Les petits-déjeuners
Certains membres du conseil d'administration de la Soupière de l'amitié ont affirmé cette semaine que la Soupière doit cesser de servir ses petits-déjeuners dans les écoles de la région parce que cet organisme ne peut plus se permettre ce service auprès des jeunes.
Mais quand on demande à Huguette Koller si elle a l'intention de préserver le service des petits-déjeuners, elle répond: «Oui, c'est fondamental.»
«Je refuse de ne pas servir les petits-déjeuners, lance-t-elle. Quand j'entends des gens dire qu'il faut cesser ce service auprès des enfants, ça me jette à terre. Je ne peux pas comprendre ça. C'est comme si on disait que les enfants ne sont pas du monde, qu'ils n'ont pas besoin de manger. Non, il n'est pas question qu'on abandonne les petits-déjeuners. Les enfants doivent manger. Et je suis en désaccord total avec les gens qui pensent que c'est trop coûteux.

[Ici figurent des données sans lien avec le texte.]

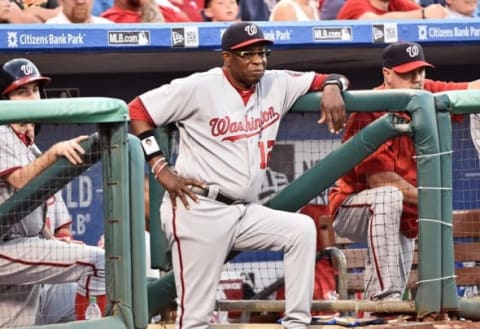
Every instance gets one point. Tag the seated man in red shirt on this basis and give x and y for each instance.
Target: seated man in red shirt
(376, 202)
(386, 9)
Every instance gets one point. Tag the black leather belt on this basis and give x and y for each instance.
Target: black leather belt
(220, 197)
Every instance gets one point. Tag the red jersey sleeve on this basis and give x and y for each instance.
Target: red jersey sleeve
(379, 161)
(317, 82)
(439, 86)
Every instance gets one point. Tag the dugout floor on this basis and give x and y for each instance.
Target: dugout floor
(409, 325)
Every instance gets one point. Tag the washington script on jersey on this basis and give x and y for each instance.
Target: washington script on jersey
(243, 129)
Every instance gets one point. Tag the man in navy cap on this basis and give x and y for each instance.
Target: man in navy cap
(228, 119)
(376, 202)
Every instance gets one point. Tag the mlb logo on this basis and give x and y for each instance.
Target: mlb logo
(178, 39)
(185, 37)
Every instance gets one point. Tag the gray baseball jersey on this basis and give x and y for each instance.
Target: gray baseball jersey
(227, 143)
(222, 140)
(27, 261)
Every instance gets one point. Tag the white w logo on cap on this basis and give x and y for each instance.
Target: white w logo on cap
(27, 69)
(251, 30)
(413, 51)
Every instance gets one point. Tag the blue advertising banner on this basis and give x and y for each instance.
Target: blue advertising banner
(141, 37)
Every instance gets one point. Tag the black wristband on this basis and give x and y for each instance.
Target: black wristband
(149, 145)
(336, 79)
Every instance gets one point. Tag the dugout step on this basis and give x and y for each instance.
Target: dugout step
(409, 325)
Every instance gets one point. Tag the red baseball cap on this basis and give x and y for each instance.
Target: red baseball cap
(243, 34)
(403, 57)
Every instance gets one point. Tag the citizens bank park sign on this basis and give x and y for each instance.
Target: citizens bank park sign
(87, 37)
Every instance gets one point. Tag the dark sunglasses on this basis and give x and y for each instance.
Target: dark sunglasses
(250, 54)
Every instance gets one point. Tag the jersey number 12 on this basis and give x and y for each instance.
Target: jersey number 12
(265, 152)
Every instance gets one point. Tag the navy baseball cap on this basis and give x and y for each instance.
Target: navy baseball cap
(243, 34)
(404, 57)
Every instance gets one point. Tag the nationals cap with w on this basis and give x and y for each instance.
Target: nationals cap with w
(243, 34)
(404, 57)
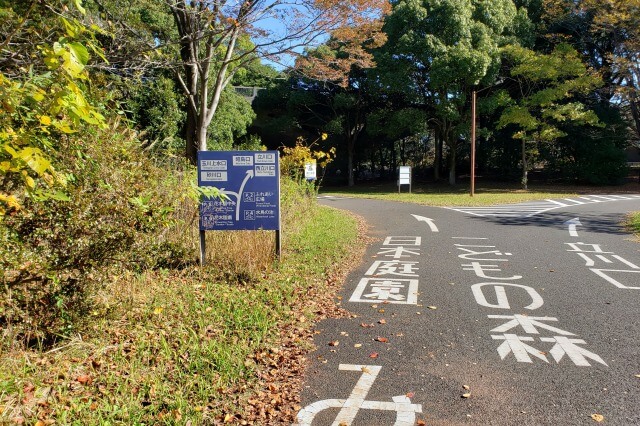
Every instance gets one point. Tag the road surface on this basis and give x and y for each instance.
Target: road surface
(523, 314)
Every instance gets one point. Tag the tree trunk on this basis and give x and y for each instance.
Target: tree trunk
(437, 162)
(524, 165)
(452, 163)
(635, 113)
(351, 148)
(191, 146)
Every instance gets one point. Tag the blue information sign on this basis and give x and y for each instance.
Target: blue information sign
(250, 180)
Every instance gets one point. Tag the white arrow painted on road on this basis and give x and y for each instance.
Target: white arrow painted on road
(572, 226)
(429, 222)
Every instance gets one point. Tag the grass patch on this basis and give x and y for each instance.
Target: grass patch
(445, 195)
(169, 347)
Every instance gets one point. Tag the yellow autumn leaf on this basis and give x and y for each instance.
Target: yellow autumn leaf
(10, 200)
(28, 180)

«Par contre, on n'ira plus aussi loin que nous allons dans le moment, poursuit-elle. On va jusqu'à Thurso, c'est ridicule. Thurso est une petite communauté qui peut se prendre en main pour servir les petits-déjeuners dans leurs écoles. Et si la Soupière de Hull pouvait servir les petits-déjeuners dans les écoles de Hull et d'Aylmer, ça nous aiderait. Et nous desservirions Gatineau et Buckingham. Mais aller plus loin serait ridicule. Et Masson-Angers est aussi une petite communauté qui pourrait se prendre en main pour servir des petits-déjeuners.»
Bien qu'elle compte suivre son plan d'action à la lettre, Mme Koller n'a aucunement l'intention de reprendre la présidence du conseil d'administration de la Soupière de l'amitié.
«Mais je vais guider le c.a. jusqu'à ce que je sois satisfaite des performances. J'aurai un comptable qui me donnera des bilans financiers chaque mois, et je me guiderai par ça. Je vais moi-même trouver un nouveau directeur général et un nouveau président du conseil d'administration. Ce seront des gens compétents parce que la Soupière sera aussi bonne que ces gens le seront. Et je veux les diriger pour commencer comme il faut. Je vais leur donner la philosophie, la mentalité et la mission de la Soupière, et il ne faudra pas déroger de ça.
«Pendant 25 ans, j'ai toujours trouvé des façons d'aller chercher de l'argent pour la Soupière de l'amitié. Et ce n'est pas aujourd'hui que ça va arrêter», de conclure Huguette Koller.